Perşembe, Kasım 21, 2024
tr
Ana Sayfa GENEL Uluslararası ilişkiler sisteminde Azerbaycan Cumhuriyetinin yeri ve rolü

Uluslararası ilişkiler sisteminde Azerbaycan Cumhuriyetinin yeri ve rolü

  Günümüzde dünyada jeopolitik oyunların çok hızlı cereyan etmesi ve olayların her gün yeni bir yöne sapması dünya düzenini tamamen karışık bir hale getirmektetir. Dünyanın modern siyasi manzarası ve uluslararası ilişkiler sistemi Jeosiyaset kavramının kapsamını daha da genişletti.
Yirminci yüzyılın sonlarından itibaren uluslararası arenada yeni güç merkezlerinin oluşumu, devletlerarası ilişkilerin farklı açıdan gelişmesi yeni dünya düzeninin oluşmasına, laik önemli sorunların belirmesine neden oldu. Küreselleşen dünyanın en önemli, hassas noktalarından birinde bulunan Azerbaycan da istem dışı olsa da bu gerçeğe katıldı.

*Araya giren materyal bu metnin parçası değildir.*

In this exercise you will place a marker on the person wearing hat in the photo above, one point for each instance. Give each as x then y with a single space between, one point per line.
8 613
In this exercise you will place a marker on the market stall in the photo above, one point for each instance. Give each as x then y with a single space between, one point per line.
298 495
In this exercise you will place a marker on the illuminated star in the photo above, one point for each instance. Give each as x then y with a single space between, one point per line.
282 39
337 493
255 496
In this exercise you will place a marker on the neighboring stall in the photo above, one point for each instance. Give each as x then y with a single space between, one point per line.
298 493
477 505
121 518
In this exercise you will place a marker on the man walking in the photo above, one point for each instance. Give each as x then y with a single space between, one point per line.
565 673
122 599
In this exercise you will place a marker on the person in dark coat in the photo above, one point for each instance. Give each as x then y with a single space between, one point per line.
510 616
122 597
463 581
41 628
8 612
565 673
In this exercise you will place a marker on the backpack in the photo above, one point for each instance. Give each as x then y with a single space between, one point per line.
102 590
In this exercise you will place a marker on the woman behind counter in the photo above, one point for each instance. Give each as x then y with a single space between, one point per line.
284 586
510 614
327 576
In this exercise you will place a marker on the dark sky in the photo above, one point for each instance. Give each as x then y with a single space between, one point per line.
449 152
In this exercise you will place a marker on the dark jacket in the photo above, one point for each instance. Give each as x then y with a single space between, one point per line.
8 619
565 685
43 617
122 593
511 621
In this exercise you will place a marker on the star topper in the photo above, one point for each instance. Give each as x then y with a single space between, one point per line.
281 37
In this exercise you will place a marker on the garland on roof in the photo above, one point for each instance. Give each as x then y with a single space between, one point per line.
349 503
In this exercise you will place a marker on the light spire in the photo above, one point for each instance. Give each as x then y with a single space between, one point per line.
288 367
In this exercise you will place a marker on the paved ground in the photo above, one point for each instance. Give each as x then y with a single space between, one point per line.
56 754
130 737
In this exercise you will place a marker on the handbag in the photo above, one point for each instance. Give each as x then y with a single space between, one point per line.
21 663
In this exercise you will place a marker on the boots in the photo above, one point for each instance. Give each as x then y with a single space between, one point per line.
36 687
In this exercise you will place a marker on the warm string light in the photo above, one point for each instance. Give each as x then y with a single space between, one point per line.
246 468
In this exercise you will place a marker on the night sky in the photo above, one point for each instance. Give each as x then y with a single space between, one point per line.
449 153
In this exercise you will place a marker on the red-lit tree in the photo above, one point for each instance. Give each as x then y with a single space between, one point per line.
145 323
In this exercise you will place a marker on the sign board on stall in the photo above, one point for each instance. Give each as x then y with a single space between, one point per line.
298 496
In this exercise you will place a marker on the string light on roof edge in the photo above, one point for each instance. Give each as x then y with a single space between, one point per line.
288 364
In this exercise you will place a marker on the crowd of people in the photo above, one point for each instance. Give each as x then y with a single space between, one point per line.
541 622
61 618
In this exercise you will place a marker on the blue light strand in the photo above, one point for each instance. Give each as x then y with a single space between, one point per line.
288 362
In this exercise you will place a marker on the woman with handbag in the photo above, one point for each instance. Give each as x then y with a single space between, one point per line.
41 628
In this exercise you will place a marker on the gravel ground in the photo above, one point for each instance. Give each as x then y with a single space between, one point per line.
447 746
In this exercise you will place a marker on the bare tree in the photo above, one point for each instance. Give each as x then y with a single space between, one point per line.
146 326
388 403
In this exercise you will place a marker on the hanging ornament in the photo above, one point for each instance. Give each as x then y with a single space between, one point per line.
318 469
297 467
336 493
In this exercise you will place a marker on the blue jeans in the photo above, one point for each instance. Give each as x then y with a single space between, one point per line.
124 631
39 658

  Azerbaycan Cumhuriyeti’nin jeopolitik konumu ve mevcut uluslararası durumu bölgesel projelerin gerçekleşmesinde ülkemizin anahtar rolünü oynaması gerekliliğini yaratır. Bu bakımdan Azerbaycan’ın modern uluslararası ilişkiler sisteminde rolünü güncelleyen tezleri aşağıdaki şekilde sıralamak mümkündür:
  – Azerbaycan Cumhuriyeti’nin bağımsızlığını yeniden ilan etmesi ile uluslararası ilişkiler sisteminin bağımsız üyesine dönüştürülmesi;
  – XXI yüzyılın başlarından itibaren Azerbaycan’ın yeni dünya politikasında yenilikçi bir ülke olarak temsil edilmesi, dünya birliğine hızlı entegrasyonu, bölgenin önde gelen aktörüdür imajını yaratması;
  – Azerbaycan’ın Batı’ya entegrasyon politikası, uluslararası ilişkilerin önde gelen aktörüne dönüşmesi, bölgede cereyan eden proje ve yeniliklerin katalizatoru rolünde çıkış yapması, uluslararası ve bölgesel kuruluşlarla işbirliğinin karakterizasyonu;
  – BM GK-nun geçici üyesi olarak Azerbaycan’ın 2 yıllık etkin faaliyetinin perspektifleri, üyeliğin Cumhuriyetimizin laik imajına olumlu etkilerinin değerlendirilmesi;
 – Başarılı ve pragmatik enerji stratejisi, Batı’nın enerji güvenliğinin sağlanmasında Azerbaycan’ın önde gelen devlete dönüştürülmesi, gerekli işçi imajının alınması.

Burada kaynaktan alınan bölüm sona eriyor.